From 65cdbc98ad5558e424a9aeb6777f387b4ab4799f Mon Sep 17 00:00:00 2001
From: dielduarte <magdiel.kesller@gmail.com>
Date: Tue, 12 May 2026 14:43:05 -0300
Subject: [PATCH 1/2] =?UTF-8?q?chore:=20GH=20Actions=20hardening=20?=
 =?UTF-8?q?=E2=80=94=20pin=20actions=20to=20SHA,=20add=20permissions=20and?=
 =?UTF-8?q?=20timeouts?=
MIME-Version: 1.0
Content-Type: text/plain; charset=UTF-8
Content-Transfer-Encoding: 8bit

Co-Authored-By: Claude Sonnet 4.6 <noreply@anthropic.com>
---
 .github/workflows/ci.yaml | 7 ++++++-
 1 file changed, 6 insertions(+), 1 deletion(-)
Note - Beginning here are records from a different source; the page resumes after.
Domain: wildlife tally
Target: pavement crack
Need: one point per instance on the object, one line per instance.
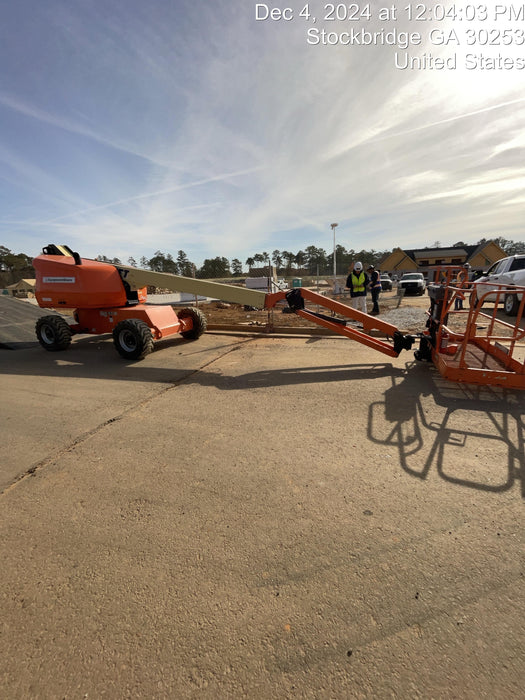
(83, 437)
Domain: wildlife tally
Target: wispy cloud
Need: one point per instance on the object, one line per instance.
(195, 127)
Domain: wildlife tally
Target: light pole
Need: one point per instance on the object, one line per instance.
(335, 276)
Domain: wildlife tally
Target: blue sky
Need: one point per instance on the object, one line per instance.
(128, 127)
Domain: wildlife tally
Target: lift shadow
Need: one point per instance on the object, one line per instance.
(467, 423)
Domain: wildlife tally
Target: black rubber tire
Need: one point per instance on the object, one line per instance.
(53, 333)
(133, 339)
(512, 304)
(199, 323)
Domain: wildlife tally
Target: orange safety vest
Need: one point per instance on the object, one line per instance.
(358, 282)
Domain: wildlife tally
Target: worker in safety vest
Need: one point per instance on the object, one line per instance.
(462, 281)
(357, 282)
(375, 288)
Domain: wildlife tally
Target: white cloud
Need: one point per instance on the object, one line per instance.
(197, 128)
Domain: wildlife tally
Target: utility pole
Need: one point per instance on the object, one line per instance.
(335, 271)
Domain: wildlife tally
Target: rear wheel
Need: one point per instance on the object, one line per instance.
(198, 320)
(133, 339)
(512, 304)
(53, 333)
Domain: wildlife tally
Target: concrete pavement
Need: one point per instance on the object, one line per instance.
(257, 517)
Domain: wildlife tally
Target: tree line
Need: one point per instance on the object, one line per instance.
(310, 261)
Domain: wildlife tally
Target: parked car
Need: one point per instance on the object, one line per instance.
(412, 283)
(386, 282)
(507, 271)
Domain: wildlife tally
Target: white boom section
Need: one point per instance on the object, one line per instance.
(137, 279)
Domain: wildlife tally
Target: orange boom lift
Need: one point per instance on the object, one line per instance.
(111, 298)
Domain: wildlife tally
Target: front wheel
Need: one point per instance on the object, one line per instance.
(53, 333)
(198, 320)
(512, 304)
(133, 339)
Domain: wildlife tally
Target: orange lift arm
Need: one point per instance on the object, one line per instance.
(296, 301)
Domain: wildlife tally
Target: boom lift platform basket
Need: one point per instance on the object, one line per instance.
(111, 298)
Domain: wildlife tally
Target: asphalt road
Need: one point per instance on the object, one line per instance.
(257, 517)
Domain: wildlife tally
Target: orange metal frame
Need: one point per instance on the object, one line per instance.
(368, 322)
(486, 352)
(162, 320)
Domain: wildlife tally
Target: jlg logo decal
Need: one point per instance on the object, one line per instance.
(55, 280)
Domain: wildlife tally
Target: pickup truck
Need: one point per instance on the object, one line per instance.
(507, 271)
(412, 283)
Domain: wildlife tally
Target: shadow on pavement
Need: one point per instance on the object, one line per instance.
(475, 438)
(428, 421)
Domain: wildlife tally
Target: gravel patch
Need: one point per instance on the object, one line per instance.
(406, 319)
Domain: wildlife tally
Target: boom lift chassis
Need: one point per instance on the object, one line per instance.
(109, 298)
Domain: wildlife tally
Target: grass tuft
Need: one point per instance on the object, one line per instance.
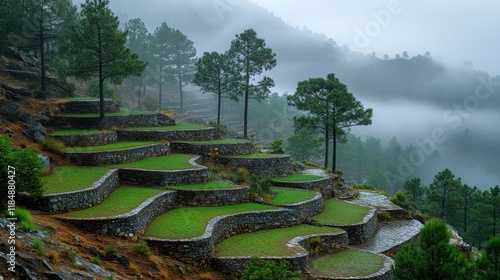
(272, 242)
(121, 201)
(338, 212)
(71, 178)
(348, 263)
(192, 221)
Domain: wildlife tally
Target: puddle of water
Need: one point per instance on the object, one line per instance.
(391, 234)
(315, 171)
(376, 200)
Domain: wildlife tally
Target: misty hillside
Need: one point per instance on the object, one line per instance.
(411, 96)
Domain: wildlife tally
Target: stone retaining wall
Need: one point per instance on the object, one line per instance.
(200, 249)
(213, 197)
(270, 167)
(117, 156)
(385, 273)
(208, 149)
(324, 186)
(85, 140)
(88, 106)
(129, 224)
(307, 209)
(329, 243)
(142, 177)
(169, 135)
(363, 231)
(148, 120)
(76, 200)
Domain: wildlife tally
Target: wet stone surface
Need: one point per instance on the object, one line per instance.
(373, 199)
(392, 235)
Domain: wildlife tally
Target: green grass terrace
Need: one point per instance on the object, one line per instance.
(169, 162)
(348, 263)
(110, 147)
(338, 212)
(63, 132)
(261, 155)
(177, 126)
(191, 222)
(298, 178)
(114, 114)
(221, 141)
(290, 196)
(71, 178)
(121, 201)
(216, 185)
(270, 242)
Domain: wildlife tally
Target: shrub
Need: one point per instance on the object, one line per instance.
(51, 144)
(53, 256)
(240, 175)
(69, 254)
(257, 269)
(111, 253)
(364, 186)
(39, 247)
(398, 199)
(28, 168)
(96, 260)
(142, 248)
(276, 146)
(150, 103)
(487, 265)
(92, 89)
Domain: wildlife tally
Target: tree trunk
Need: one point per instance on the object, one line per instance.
(101, 81)
(180, 87)
(245, 114)
(327, 140)
(43, 73)
(219, 97)
(334, 153)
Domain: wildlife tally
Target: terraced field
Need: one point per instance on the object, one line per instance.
(191, 222)
(121, 201)
(111, 147)
(271, 242)
(338, 212)
(348, 263)
(290, 196)
(71, 178)
(169, 162)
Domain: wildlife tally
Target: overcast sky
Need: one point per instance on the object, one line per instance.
(452, 31)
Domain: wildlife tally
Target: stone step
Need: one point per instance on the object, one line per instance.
(95, 158)
(86, 106)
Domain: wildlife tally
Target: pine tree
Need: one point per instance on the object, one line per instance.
(98, 48)
(252, 57)
(433, 258)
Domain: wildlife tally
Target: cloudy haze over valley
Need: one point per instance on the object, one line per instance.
(429, 96)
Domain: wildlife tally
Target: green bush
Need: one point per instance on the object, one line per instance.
(488, 264)
(51, 144)
(27, 167)
(24, 218)
(276, 146)
(257, 269)
(96, 260)
(240, 175)
(92, 90)
(142, 248)
(150, 103)
(39, 247)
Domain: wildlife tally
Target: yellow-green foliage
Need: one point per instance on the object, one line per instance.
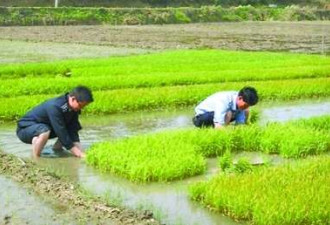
(292, 194)
(147, 158)
(133, 16)
(177, 154)
(124, 100)
(137, 82)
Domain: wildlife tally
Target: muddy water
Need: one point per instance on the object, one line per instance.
(17, 206)
(169, 201)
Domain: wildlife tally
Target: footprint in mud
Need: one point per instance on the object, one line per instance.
(49, 152)
(7, 219)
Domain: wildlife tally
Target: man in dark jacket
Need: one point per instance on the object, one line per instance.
(57, 117)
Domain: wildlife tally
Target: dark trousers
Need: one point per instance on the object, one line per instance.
(204, 120)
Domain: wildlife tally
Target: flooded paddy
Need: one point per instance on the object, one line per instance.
(168, 201)
(58, 42)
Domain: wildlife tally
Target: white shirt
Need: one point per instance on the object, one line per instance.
(219, 103)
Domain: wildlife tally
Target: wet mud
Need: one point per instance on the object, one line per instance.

diff --git a/.github/workflows/ci.yaml b/.github/workflows/ci.yaml
index 6e633ca..45c108c 100644
--- a/.github/workflows/ci.yaml
+++ b/.github/workflows/ci.yaml
@@ -1,10 +1,14 @@
 name: tests
 on: [push, pull_request]
 
+permissions:
+  contents: read
+
 jobs:
   lint-mypy:
     name: Lint, Mypy
     runs-on: ubuntu-latest
+    timeout-minutes: 10
     strategy:
       matrix:
         python-version: ["3.8", "3.9", "3.10", "3.11"]
@@ -23,6 +27,7 @@ jobs:
   tests:
     name: Tests
     runs-on: ${{ matrix.os }}
+    timeout-minutes: 15
     strategy:
       matrix:
         os: [ubuntu-latest]
@@ -38,7 +43,7 @@ jobs:
       - name: Test with pytest and generate coverage file
         run: tox -e py
       - name: Upload coverage report to codecov
-        uses: codecov/codecov-action@v6
+        uses: codecov/codecov-action@57e3a136b779b570ffcdbf80b3bdc90e7fab3de2 # v6
         if: success()
         with:
           file: coverage.xml

From 79a630791bac511e783d748430144e9c01f41f57 Mon Sep 17 00:00:00 2001
From: dielduarte <magdiel.kesller@gmail.com>
Date: Tue, 12 May 2026 14:50:36 -0300
Subject: [PATCH 2/2] chore: pin remaining actions/checkout and
 actions/setup-python to SHA

---
 .github/workflows/ci.yaml | 8 ++++----
 1 file changed, 4 insertions(+), 4 deletions(-)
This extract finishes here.